Gabriele rimase in silenzio, mentre Gustav lo fissava in attesa d’una risposta. “Non mi dirai che ancora non ti sei scollato la scimmia di dosso?”
“Forse non del tutto. E’ facile iniziare, difficile smettere completamente. Riprendere una vita normale, quasi impossibile. Io non ne so niente di scrittori e come tirano a campare.”
“Che diavolo di risposta sarebbe questa?”
“Non lo so.” Aveva ancora la testa confusa. E il ricordo dell’incubo avuto durante la notte faticava a stemperarsi.

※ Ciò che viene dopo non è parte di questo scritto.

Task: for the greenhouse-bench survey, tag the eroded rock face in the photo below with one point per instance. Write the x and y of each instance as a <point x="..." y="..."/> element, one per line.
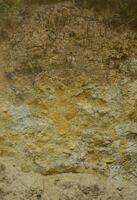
<point x="68" y="96"/>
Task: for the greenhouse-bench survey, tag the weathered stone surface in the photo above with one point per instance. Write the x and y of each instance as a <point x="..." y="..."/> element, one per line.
<point x="71" y="95"/>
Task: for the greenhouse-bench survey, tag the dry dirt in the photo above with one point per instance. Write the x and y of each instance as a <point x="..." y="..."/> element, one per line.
<point x="68" y="104"/>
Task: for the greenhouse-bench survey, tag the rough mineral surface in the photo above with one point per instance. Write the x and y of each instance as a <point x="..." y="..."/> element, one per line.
<point x="68" y="106"/>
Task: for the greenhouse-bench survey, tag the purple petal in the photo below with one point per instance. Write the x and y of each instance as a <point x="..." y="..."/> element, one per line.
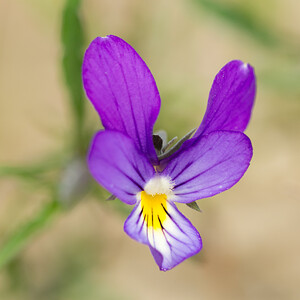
<point x="210" y="165"/>
<point x="170" y="244"/>
<point x="122" y="90"/>
<point x="116" y="163"/>
<point x="230" y="100"/>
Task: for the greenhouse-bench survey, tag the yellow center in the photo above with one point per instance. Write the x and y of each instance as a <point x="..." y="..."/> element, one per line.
<point x="154" y="209"/>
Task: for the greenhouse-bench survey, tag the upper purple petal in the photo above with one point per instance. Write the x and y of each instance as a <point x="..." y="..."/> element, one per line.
<point x="211" y="164"/>
<point x="118" y="165"/>
<point x="230" y="100"/>
<point x="122" y="89"/>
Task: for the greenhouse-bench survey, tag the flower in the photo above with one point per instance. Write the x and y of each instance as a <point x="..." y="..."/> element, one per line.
<point x="123" y="159"/>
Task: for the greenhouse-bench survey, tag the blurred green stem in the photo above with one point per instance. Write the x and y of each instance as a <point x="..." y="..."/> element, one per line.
<point x="72" y="39"/>
<point x="17" y="241"/>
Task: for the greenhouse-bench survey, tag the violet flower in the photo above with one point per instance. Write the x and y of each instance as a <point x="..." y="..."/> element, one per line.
<point x="123" y="158"/>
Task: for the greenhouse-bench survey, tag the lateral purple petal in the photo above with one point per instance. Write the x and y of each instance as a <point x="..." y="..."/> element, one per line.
<point x="122" y="89"/>
<point x="176" y="239"/>
<point x="116" y="163"/>
<point x="210" y="165"/>
<point x="230" y="100"/>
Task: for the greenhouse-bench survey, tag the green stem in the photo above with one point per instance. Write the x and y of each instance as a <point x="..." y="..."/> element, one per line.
<point x="17" y="241"/>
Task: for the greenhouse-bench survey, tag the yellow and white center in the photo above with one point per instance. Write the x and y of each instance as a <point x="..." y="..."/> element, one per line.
<point x="154" y="201"/>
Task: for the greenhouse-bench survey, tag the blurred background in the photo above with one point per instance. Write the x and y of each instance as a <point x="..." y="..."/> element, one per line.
<point x="59" y="238"/>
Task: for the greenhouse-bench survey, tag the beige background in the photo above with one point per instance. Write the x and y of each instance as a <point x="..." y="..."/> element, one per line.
<point x="250" y="233"/>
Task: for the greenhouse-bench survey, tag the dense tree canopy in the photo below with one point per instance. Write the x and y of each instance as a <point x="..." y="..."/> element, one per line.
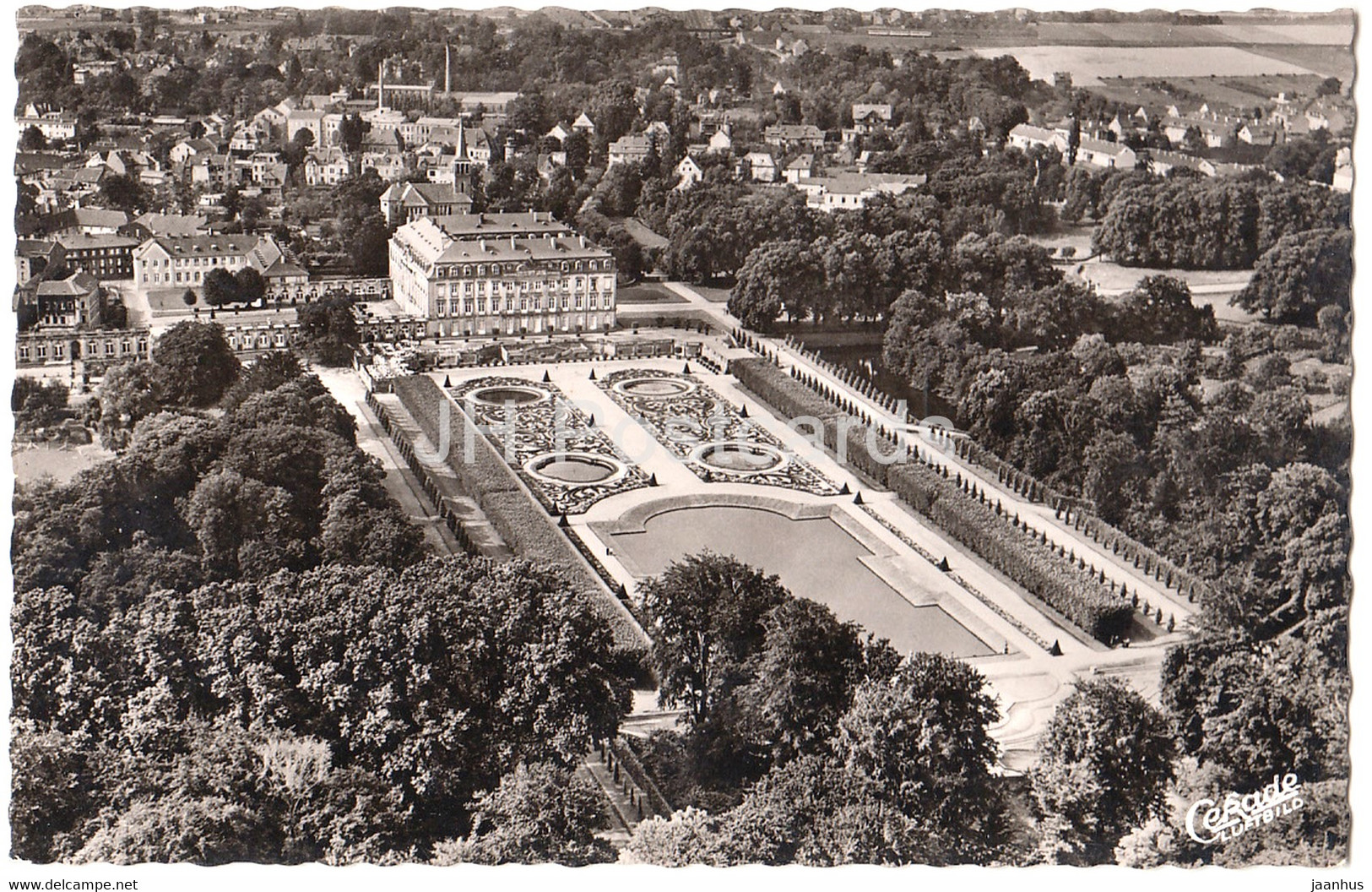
<point x="1299" y="275"/>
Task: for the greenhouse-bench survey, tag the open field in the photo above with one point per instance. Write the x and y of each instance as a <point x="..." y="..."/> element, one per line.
<point x="1161" y="35"/>
<point x="1091" y="65"/>
<point x="1330" y="61"/>
<point x="1238" y="92"/>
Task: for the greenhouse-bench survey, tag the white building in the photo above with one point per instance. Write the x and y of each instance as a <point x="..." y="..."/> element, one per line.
<point x="501" y="275"/>
<point x="327" y="166"/>
<point x="184" y="261"/>
<point x="852" y="191"/>
<point x="689" y="173"/>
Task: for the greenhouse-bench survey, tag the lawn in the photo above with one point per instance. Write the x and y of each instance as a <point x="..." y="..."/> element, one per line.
<point x="61" y="463"/>
<point x="648" y="292"/>
<point x="713" y="294"/>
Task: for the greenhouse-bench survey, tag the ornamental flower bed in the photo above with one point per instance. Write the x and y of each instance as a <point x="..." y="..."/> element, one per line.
<point x="685" y="422"/>
<point x="515" y="435"/>
<point x="526" y="529"/>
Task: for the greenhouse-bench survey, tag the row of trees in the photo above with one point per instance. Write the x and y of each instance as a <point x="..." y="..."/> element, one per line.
<point x="1211" y="224"/>
<point x="274" y="482"/>
<point x="810" y="744"/>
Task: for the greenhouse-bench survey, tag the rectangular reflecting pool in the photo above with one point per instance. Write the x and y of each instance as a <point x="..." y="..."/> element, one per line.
<point x="816" y="559"/>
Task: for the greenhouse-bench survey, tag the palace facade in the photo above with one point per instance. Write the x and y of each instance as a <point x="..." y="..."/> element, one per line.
<point x="501" y="275"/>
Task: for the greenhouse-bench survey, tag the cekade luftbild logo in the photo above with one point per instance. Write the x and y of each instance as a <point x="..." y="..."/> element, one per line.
<point x="1209" y="822"/>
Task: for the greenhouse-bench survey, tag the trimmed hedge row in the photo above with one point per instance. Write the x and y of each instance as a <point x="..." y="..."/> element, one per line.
<point x="516" y="516"/>
<point x="480" y="467"/>
<point x="1032" y="563"/>
<point x="784" y="393"/>
<point x="531" y="533"/>
<point x="1073" y="511"/>
<point x="794" y="398"/>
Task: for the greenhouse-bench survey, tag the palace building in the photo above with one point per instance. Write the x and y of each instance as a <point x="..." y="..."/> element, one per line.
<point x="501" y="275"/>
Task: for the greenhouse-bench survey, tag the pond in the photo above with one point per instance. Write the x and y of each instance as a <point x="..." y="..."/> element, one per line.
<point x="816" y="559"/>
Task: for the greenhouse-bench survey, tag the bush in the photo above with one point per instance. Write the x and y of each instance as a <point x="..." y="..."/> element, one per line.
<point x="530" y="533"/>
<point x="785" y="394"/>
<point x="1065" y="586"/>
<point x="483" y="471"/>
<point x="522" y="523"/>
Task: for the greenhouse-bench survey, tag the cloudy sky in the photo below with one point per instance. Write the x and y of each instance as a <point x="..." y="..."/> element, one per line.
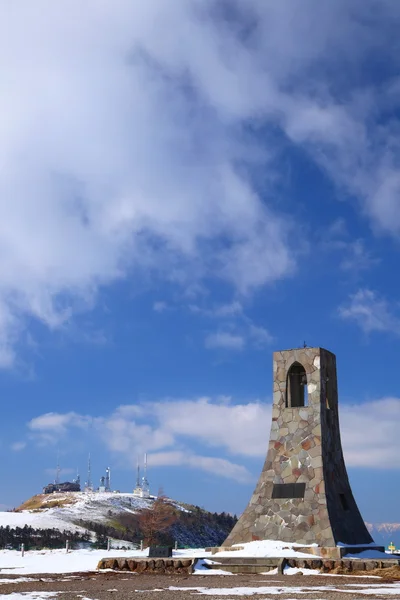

“C’erano mercati ortofrutticoli nella Germania nazista, che tu sappia?”
Gustav alzò le spalle: non lo sapeva. “Non ne sono certo. Forse.”
“Grazie comunque.”
Rimasero in silenzio entrambi, l’italiano e il tedesco.
Fu Gustav a dire la prima parola dopo una lunga pausa: “Adesso vedi di passarmi il segaossa.” Gabriele glielo passò.
Sul tavolino metallico c’era una donna, giovane. Solo ora l’aveva notata.
“Chi è?”
“E che te ne frega?” Sbuffò. “L’ha presa sotto un camion.” E così dicendo la spogliò del nero sudario che la copriva. Era uno spettacolo orrendo a vedersi.
“E’ co… come nel… l’incubo…” – bofonchiò.
“Che hai detto?” Ma Gabriele non lo stava più ad ascoltare.
Gustav gli strappò il segaossa dalle mani e prese a tagliare.
“Niente.” – disse Gustav a sé stesso dopo un paio di minuti. “E’ tutto un casino di nervi e carne.” Si sfilò i guanti e fece per andarsene. Ma Gabriele richiamò la sua attenzione: “E’ già venuto qualcuno a vederla?”
Gustav lo fissò un istante, mentre sulle labbra gli si dipingeva una smorfia di disprezzo: “Un uomo. Il marito. O l’amante. Che differenza fa?”
“Nessuna…” – bofonchiò Gabriele.
“Vedi di cucirla e poi fatti… Quello che vuoi!” E così dicendo lo lasciò da solo insieme al cadavere da ricucire.

Prima di tornare a casa acquistò il giornale. La cronaca locale riportava la notizia d’un uomo che s’era suicidato col gas: aveva aperto il rubinetto, si era poi disteso sul letto ed aveva atteso la morte. Da quanto poteva leggere, l’uomo s’era suicidato dopo aver saputo che la fidanzata era morta in un tragico incidente stradale. Ebbe un conato di vomito. Aveva bisogno d’un ago in vena per riuscire ad anestetizzare almeno per un po’ di tempo il dolore e lo schifo che sentiva nelle budella. Sì, aveva proprio bisogno di un ago: era da troppo tempo che sopportava la scimmia sulle spalle. Mentre pensava a come procurarsi una dose, un ragazzo lo prese in pieno. Caddero entrambi a terra.
“Dove hai la testa?” – gli gridò addosso Gabriele.
Il ragazzo, un tipo quasi brutto che pareva uscito da un centro sociale, arrossì violentemente. Poi, a sua volta, gridò: “Tu ce l’hai con me perché sono Ebreo!”
Sarebbero venuti alle mani, ma il fischio sordo d’un’ambulanza li stordì e li distrasse da sé stessi. Quando fu passato, il ragazzo non c’era già più: se l’era squagliata.

L’occhio si posò su una foto ai suoi piedi. La raccolse: era d’una ragazza, una bellezza bruna, occhi verdi profondi come il mare, una boccuccia ch’era un carnoso petalo cremisi… Doveva averla persa quel ragazzo. Una violenta vertigine: perse i sensi. O tornò a vivere l’incubo.